Как ни был хмелен батюшка, однако ж призадумался.
– Я что-то в толк не беру, – сказал он.
– А вот как выпьешь, так поймешь, – перервал подьячий. – Ну, братцы, разом! Да здравствует наш отец и командир!
Все гости, кроме батюшки, осушили свои стаканы.
– Ба, ба, ба! хозяин! – закричал подьячий. – Да что ж ты не пьешь?
– Нет, любезный! – отвечал батюшка. – Я и так уж пил довольно. Не хочу!

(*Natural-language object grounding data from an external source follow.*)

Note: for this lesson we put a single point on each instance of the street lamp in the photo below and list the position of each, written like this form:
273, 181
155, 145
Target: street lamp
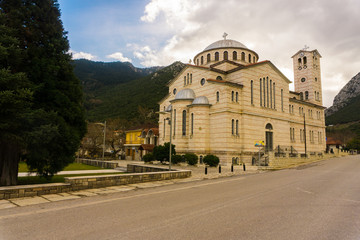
169, 110
104, 125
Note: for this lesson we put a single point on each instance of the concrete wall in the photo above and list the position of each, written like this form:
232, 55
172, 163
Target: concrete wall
97, 163
144, 174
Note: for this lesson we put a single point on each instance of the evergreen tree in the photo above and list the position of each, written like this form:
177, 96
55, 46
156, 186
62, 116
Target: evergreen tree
55, 124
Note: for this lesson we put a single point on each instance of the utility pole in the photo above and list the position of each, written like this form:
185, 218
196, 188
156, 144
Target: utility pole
305, 136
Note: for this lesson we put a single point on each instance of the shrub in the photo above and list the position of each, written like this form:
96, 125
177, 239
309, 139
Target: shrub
211, 160
176, 159
148, 157
191, 158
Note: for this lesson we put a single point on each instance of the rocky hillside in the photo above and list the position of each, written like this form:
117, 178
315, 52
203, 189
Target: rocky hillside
346, 104
349, 91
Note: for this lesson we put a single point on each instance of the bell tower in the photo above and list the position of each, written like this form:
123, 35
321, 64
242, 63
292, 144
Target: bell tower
307, 75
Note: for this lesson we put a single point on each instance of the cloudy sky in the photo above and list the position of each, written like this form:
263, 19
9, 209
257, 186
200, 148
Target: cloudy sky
159, 32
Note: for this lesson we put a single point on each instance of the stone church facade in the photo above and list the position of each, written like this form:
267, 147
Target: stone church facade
228, 100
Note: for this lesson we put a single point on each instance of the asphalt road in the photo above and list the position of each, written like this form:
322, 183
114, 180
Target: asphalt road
317, 201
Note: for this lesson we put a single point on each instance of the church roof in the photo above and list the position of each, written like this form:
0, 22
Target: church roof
226, 43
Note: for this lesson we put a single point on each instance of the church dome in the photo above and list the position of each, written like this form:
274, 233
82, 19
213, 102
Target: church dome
226, 43
200, 100
185, 94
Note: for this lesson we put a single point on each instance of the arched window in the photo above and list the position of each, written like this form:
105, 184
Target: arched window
192, 124
274, 94
237, 127
226, 55
184, 123
232, 127
234, 55
260, 92
243, 56
217, 56
174, 127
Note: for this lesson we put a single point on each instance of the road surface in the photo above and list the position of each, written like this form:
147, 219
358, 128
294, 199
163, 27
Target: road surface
317, 201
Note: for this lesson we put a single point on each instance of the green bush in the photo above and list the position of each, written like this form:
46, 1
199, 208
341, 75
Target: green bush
191, 158
176, 159
148, 157
211, 160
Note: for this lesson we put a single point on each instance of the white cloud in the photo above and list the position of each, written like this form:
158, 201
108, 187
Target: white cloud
119, 56
82, 55
327, 25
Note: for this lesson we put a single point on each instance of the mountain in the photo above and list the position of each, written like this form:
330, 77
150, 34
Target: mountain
119, 90
346, 104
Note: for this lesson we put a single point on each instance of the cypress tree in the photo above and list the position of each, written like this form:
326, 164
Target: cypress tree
55, 121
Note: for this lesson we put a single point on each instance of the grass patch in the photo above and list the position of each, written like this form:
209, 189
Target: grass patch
71, 167
55, 179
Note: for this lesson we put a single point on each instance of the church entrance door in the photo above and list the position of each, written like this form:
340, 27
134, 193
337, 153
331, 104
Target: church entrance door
269, 141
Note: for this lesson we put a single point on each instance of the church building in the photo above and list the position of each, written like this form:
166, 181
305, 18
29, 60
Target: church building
228, 102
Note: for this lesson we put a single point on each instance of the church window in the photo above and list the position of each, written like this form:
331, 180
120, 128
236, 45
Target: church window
237, 127
234, 55
264, 92
192, 124
217, 56
267, 91
252, 91
184, 123
270, 93
274, 94
260, 92
232, 126
226, 55
164, 127
174, 122
282, 100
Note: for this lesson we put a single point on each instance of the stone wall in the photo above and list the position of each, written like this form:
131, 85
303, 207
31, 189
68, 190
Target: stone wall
144, 174
97, 163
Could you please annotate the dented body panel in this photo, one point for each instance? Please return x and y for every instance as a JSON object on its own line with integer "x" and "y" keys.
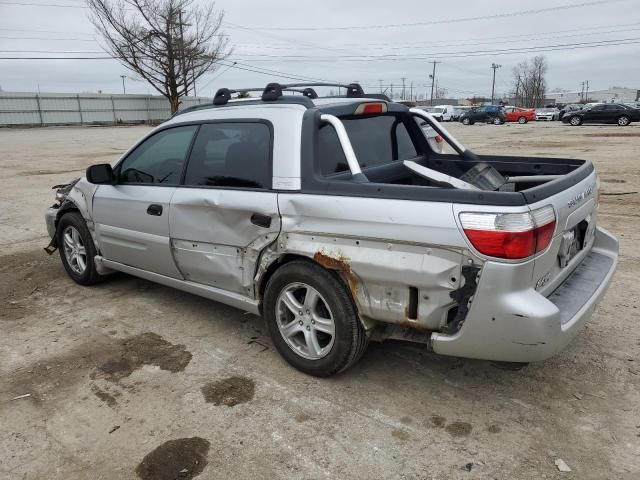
{"x": 411, "y": 271}
{"x": 380, "y": 248}
{"x": 214, "y": 240}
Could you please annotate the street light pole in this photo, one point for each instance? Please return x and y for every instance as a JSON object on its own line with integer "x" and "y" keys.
{"x": 495, "y": 66}
{"x": 433, "y": 80}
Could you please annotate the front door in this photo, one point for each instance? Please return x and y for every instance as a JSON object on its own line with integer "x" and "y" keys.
{"x": 225, "y": 214}
{"x": 132, "y": 216}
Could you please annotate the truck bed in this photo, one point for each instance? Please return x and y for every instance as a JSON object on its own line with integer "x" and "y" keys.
{"x": 395, "y": 180}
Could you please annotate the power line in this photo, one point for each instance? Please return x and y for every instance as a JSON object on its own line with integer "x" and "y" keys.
{"x": 8, "y": 29}
{"x": 450, "y": 54}
{"x": 50, "y": 39}
{"x": 445, "y": 21}
{"x": 42, "y": 5}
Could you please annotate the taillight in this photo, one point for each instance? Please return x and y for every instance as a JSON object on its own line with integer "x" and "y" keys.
{"x": 371, "y": 108}
{"x": 510, "y": 235}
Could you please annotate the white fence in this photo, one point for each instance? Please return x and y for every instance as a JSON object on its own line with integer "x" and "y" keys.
{"x": 33, "y": 109}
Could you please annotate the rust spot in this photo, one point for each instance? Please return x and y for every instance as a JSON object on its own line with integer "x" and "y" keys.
{"x": 339, "y": 264}
{"x": 411, "y": 323}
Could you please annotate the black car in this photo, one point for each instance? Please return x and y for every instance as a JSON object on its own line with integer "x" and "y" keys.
{"x": 485, "y": 114}
{"x": 603, "y": 113}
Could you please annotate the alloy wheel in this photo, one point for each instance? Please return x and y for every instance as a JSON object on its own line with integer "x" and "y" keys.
{"x": 74, "y": 250}
{"x": 305, "y": 321}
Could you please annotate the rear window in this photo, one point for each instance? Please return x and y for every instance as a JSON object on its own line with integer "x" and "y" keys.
{"x": 375, "y": 140}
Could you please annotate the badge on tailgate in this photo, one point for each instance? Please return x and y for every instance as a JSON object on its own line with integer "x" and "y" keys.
{"x": 575, "y": 240}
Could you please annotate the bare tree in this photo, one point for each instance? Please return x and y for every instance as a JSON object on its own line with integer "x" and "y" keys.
{"x": 168, "y": 43}
{"x": 441, "y": 92}
{"x": 529, "y": 84}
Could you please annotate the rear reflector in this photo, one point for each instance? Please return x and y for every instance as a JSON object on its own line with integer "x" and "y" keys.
{"x": 510, "y": 235}
{"x": 371, "y": 108}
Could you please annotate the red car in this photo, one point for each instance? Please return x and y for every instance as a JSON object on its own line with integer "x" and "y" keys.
{"x": 520, "y": 115}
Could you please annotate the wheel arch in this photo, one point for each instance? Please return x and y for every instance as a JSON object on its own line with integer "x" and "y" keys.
{"x": 339, "y": 270}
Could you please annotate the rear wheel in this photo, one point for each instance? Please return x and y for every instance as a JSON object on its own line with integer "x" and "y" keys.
{"x": 312, "y": 319}
{"x": 77, "y": 250}
{"x": 623, "y": 121}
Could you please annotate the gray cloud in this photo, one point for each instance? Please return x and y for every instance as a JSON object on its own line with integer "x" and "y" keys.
{"x": 320, "y": 53}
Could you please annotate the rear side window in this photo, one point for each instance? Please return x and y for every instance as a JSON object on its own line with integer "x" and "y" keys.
{"x": 159, "y": 159}
{"x": 231, "y": 155}
{"x": 375, "y": 141}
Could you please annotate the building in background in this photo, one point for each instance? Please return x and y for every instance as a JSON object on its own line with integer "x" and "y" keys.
{"x": 610, "y": 95}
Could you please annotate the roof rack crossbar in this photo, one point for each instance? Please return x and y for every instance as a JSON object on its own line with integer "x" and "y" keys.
{"x": 273, "y": 91}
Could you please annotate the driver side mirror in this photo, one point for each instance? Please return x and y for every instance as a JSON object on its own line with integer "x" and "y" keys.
{"x": 101, "y": 174}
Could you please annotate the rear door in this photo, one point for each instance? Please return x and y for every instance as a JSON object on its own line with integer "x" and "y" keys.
{"x": 613, "y": 112}
{"x": 596, "y": 114}
{"x": 132, "y": 216}
{"x": 225, "y": 212}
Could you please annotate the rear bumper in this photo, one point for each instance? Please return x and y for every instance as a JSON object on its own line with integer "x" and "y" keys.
{"x": 50, "y": 219}
{"x": 523, "y": 325}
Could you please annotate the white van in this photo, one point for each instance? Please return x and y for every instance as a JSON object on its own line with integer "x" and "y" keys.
{"x": 448, "y": 112}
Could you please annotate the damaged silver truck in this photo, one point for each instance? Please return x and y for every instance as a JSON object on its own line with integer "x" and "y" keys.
{"x": 336, "y": 220}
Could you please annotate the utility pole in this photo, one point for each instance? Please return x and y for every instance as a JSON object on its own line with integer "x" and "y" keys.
{"x": 495, "y": 66}
{"x": 184, "y": 69}
{"x": 433, "y": 80}
{"x": 587, "y": 96}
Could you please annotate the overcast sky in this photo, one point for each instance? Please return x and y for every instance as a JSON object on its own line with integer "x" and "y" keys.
{"x": 327, "y": 46}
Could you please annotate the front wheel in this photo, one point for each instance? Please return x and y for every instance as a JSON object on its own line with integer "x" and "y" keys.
{"x": 312, "y": 320}
{"x": 623, "y": 121}
{"x": 77, "y": 250}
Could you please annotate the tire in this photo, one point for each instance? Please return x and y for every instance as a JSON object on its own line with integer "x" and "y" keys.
{"x": 623, "y": 120}
{"x": 339, "y": 343}
{"x": 77, "y": 250}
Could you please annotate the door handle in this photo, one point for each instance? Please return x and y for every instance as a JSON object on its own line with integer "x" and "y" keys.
{"x": 154, "y": 209}
{"x": 263, "y": 221}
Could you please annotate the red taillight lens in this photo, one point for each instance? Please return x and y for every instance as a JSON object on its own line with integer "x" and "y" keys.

– Да что с тобой сделалось? – спросил толстый козак. – О чем ты задумался? Эй, товарищи! надо развеселить хозяина. Не поплясать ли нам?
– А что, в самом деле! – подхватил приказный. – Мы посидели довольно, – не худо промяться, а то ведь этак, пожалуй, и ноги затекут.
– Плясать так плясать! – закричали все гости.
– Так постойте же, любезные! – сказал батюшка, вставая. – Я велю позвать моего гуслиста.
– Зачем? – перервал подьячий. – У нас и своя музыка найдется. Гей, вы – начинай!
Вдруг за печкою поднялась ужасная возня, запищали гудки, рожки и всякие другие инструменты; загремели бубны и тарелки; потом послышались человеческие голоса; целый хор песельников засвистал, загаркал, да как хватит плясовую – и пошла потеха!